Backtranslation of human RNA biosignatures of tuberculosis disease risk into the preclinical pipeline is condition dependent

Hannah Painter; Sasha E Larsen; Brittany D Williams; Hazem F M Abdelaal; Susan L Baldwin; Helen A Fletcher; Andrew Fiore-Gartland; Rhea N Coler

doi:10.1128/msphere.00864-24

Backtranslation of human RNA biosignatures of tuberculosis disease risk into the preclinical pipeline is condition dependent

mSphere. 2024 Dec 9:e0086424. doi: 10.1128/msphere.00864-24. Online ahead of print.

Authors

Affiliations

¹ Department of Infection Biology, London School of Hygiene and Tropical Medicine, London, United Kingdom.
² Center for Global Infectious Disease Research, Seattle Children's Research Institute, Seattle, Washington, USA.
³ Department of Global Health, University of Washington, Seattle, Washington, USA.
⁴ Biostatistics, Bioinformatics and Epidemiology Program, Fred Hutch Cancer Center, Seattle, Washington, USA.
⁵ Department of Pediatrics, University of Washington School of Medicine, Seattle, Washington, USA.

^# Contributed equally.

PMID: 39651886
DOI: 10.1128/msphere.00864-24

Abstract

It is unclear whether human progression to active tuberculosis disease (TB) risk signatures are viable endpoint criteria for evaluations of treatments in development. TB is the deadliest infectious disease globally and more efficacious vaccines are needed to reduce this mortality. However, the immune correlates of protection for either preventing infection with Mycobacterium tuberculosis or preventing TB disease have yet to be completely defined, making the advancement of candidate vaccines through the pipeline slow, costly, and fraught with risk. Human-derived correlate of risk (COR) gene signatures, which identify an individual's risk of progressing to active TB disease, provide an opportunity for evaluating new therapies for TB with clear and defined endpoints. Though prospective clinical trials with longitudinal sampling are prohibitively expensive, the characterization of COR gene signatures is practical with preclinical models. Using a 3Rs (replacement, reduction, and refinement) approach we reanalyzed heterogeneous publicly available transcriptional data sets to determine whether a specific set of COR signatures are viable endpoints in the preclinical pipeline. We selected RISK6, Sweeney3, and BATF2 human-derived blood-based RNA biosignatures because they require relatively few genes and have been carefully evaluated across several clinical cohorts. These data suggest that in certain experimental designs and in several tissue types, human COR signatures correlate with disease progression as measured by the bacterial burden in the preclinical TB model pipeline. We observed the best performance when the model most closely reflected human infection or disease conditions. Human-derived COR signatures offer an opportunity for high-throughput preclinical endpoint criteria of vaccine and drug therapy evaluations.

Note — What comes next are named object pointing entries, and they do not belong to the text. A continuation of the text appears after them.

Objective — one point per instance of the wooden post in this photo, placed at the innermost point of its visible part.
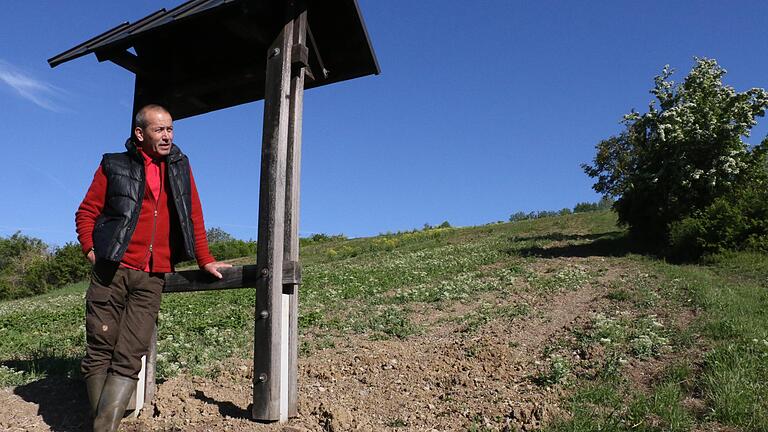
(293, 175)
(270, 356)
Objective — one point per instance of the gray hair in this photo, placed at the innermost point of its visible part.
(141, 116)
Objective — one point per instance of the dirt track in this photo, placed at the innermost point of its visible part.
(446, 378)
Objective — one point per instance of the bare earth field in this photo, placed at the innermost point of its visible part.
(489, 329)
(448, 378)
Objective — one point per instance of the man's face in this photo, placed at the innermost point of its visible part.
(157, 137)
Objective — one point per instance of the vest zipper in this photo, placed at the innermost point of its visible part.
(154, 220)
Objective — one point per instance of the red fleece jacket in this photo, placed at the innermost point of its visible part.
(149, 248)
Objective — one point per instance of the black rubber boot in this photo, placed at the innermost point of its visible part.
(114, 398)
(94, 385)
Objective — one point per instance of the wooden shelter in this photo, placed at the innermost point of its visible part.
(206, 55)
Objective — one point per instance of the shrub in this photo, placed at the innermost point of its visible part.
(682, 156)
(23, 262)
(68, 265)
(739, 221)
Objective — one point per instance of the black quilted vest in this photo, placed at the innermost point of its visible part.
(125, 193)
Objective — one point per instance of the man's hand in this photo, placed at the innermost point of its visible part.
(213, 268)
(91, 256)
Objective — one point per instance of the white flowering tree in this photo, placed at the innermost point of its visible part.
(687, 151)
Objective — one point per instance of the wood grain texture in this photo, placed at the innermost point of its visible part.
(292, 199)
(268, 326)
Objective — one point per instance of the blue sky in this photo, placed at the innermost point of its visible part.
(483, 108)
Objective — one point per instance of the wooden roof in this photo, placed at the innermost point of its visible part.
(206, 55)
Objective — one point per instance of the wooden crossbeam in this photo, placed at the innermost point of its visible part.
(235, 277)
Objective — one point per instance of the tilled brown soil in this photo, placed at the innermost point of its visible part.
(446, 378)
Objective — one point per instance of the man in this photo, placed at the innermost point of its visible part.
(140, 216)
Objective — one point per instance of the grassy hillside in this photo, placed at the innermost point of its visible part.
(622, 341)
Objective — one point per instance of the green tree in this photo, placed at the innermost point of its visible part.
(685, 153)
(216, 235)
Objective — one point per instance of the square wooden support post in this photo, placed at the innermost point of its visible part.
(274, 357)
(293, 177)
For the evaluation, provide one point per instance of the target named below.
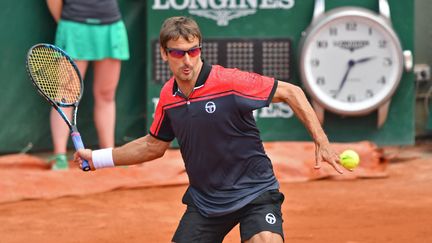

Importance: Understanding the strengths or limitations of back-translating human-derived correlate of risk (COR) RNA signatures into the preclinical pipeline may help streamline down-selection of therapeutic vaccine and drug candidates and better align preclinical models with proposed clinical trial efficacy endpoints.

Keywords: RNA risk signature; correlate of risk; preclinical drug studies; tuberculosis; tuberculosis vaccines.